This weekend, instead of grilling corn and watching fireworks for Fourth of July, we headed to Mt. Rainier National Park to backpack. We were originally going to explore Glacier National Park, but I had a bit of a fit when I read that berries were peaking along the best backpacking loops leading to near daily grizzly sightings. Don't get me wrong - I don't want any animals to go extinct - but I was happy to read that it is believed that there are no longer any grizzly bears in the Mt. Rainier region. When it comes to bears and cougars I'm very faint of heart. In our usual style, we arrived in the park at 2:00 AM and slept for a few hours in a parking lot. I swear we don't actually like sleeping in parking lots, but it seems to happen on an alarmingly regular basis. Maybe, just maybe, it could have something to do with the fact that we rarely plan things in advance. Anyways, around 6:00 AM we began our "sit in front of the ranger station hoping to score a walk in trailhead permit" vigil. While we didn't land exactly what we wanted we were granted permits for a three day trip with a night each at Granite Creek and Glacier Basin. I think our pictures can testify to the fact that we were in no way gypped by this arrangement. Every part of the trail was beautiful, with amazing vistas and super close views of Mt. Rainier. And to top it all off the wildflowers were at their peak. Too lucky.
The way to Granite Creek consisted of a leisurely hike across a high alpine valley before making a steep descent to a small creek with four camping sites. Having specific sites for backcountry camping was a bit new to us, as we have yet to experience it anywhere else we've backpacked. We enjoy picking out our own sites, but the bonus to this was that these sites were nicely leveled and maintained with a bear pole for food and an open air pit toilet. Man, taking a dump sitting out in a meadow watching flowers be ruffled by a gentle breeze is a lot more pleasant than using a regular bathroom! Kinda makes you feel dissatisfied with "real" bathrooms. Like you sit down and think, "I might be here a bit... where's my view?"

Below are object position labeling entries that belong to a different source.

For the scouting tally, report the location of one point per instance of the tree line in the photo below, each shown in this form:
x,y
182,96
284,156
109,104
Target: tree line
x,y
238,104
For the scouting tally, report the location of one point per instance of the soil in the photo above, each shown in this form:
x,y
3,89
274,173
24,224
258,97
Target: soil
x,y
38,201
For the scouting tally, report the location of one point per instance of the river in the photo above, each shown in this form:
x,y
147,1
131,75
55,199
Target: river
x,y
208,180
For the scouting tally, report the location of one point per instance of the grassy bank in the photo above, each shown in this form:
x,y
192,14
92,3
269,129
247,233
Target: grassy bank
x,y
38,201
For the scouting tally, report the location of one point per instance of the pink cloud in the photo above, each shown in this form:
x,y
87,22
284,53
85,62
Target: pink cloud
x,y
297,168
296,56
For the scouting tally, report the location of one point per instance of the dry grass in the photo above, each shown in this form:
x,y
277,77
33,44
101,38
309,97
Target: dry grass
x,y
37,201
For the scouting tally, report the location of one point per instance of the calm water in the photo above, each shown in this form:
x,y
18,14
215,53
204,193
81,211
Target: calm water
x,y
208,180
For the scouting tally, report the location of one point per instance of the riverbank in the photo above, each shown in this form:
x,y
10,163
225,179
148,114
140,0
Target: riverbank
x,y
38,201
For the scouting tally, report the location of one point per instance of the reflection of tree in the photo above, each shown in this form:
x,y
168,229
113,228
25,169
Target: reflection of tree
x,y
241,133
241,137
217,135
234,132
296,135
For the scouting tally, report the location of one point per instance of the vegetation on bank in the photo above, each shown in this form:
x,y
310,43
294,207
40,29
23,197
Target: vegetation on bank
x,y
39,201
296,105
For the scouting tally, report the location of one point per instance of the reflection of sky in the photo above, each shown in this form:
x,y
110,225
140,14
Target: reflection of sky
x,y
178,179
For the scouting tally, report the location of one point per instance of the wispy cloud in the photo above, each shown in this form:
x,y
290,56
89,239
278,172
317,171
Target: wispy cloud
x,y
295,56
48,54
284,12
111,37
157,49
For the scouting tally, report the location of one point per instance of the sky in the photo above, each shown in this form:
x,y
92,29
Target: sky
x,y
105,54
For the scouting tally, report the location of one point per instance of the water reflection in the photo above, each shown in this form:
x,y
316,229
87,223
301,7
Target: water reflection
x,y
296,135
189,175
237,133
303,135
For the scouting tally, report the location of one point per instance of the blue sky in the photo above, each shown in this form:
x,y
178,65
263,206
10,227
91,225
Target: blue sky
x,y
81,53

The next day we made the stiff climb back to the alpine valley where we picked up a different trail along the ridge of Burroughs Mountain. This brought us even closer to the summit of Mt. Rainier. In fact, we were so close that there were people hanging out along the trail with binoculars, watching teams summiting the peak. A few hours in we met these two guys who had already hiked like 12 miles that morning to our approximate 5. You know how when you meet really bad ass people out on the trail you have to suddenly act really fresh, like you could do an 18 mile day no worries? Okay, so maybe you don't have to act that way, but if you believe that subtle trail shaming is a real thing, then you most likely will. With that said, we were secretly a touch relieved when they decided to part ways with us and take a detour to a lookout tower.
Soon thereafter, we started a multi hour descent into Glacier Basin via some serious switch backs, and later a lovely trail along the glacier fed creek that tumbled past the camp sites. Glacier Basin is one of the areas used for summiting Mt. Rainier, and when we arrived we found a large group checking all their gear before heading up to one of the base camps. While we were cooking dinner one of their guides came into our camp and asked if he could leave his gear with us while he escorted a client who had decided not to summit back down the mountain. We were happy for him to do so, and he proceeded to pile it at the entrance to our site while we headed to the creek to filter water. Upon returning we were surprised to find a ranger moving his things and checking under our backpacks. At first he didn't even say anything and we just stood there kind of awkwardly watching him riffling around. Finally, he notified us that the guide's gear had been placed on top of some plants which was unacceptable and so he was moving it. He said he was checking under our backpacks to make sure they weren't on any plants either. A quick inspection of the place where the guide's gear was revealed a few leaves springing back into position on a little bramble patch in an otherwise plant free area. Even though we always follow Leave No Trace principles, we spent the rest of the evening half expecting Mr. Angry Ranger to burst into our camp from some secret hiding place to notify us that we'd done something else wrong.
The next day we hiked out along the creek until we reached the White River Campground. Now came the trick of hitching a ride back to our car, which was parked up at Sunrise Trail where we started our journey. We've had pretty good luck doing this in Yosemite National Park, so we were feeling pretty confident. We parked ourselves on a nice corner of the road with a good pull out and put on as much charm as we could muster in our tired and filthy condition. Even when you only get passed by a few cars, it's a weirdly depressing feeling to watch them fly by without even a hesitation. What's even more galling is when they smile and wave but still don't stop! Luckily, we only had to wait about ten minutes before a nice guy heading to Sunrise to trail run picked us up. Thank you Trail Running Guy and everyone else who has picked us up in the past. When we reached our car food was on the mind, as we'd nicely polished off everything we'd brought. As such, we decided to head straight home but made one small detour to check out the Ohanapecosh River. So beautiful. I'm pretty sure we'll be back to camp there soon. And that sums up our awesome weekend at Mt. Rainier. We're definitely planning to go back for another adventure in the near future, so if anyone has suggestions for sweet trails or sights, let us know!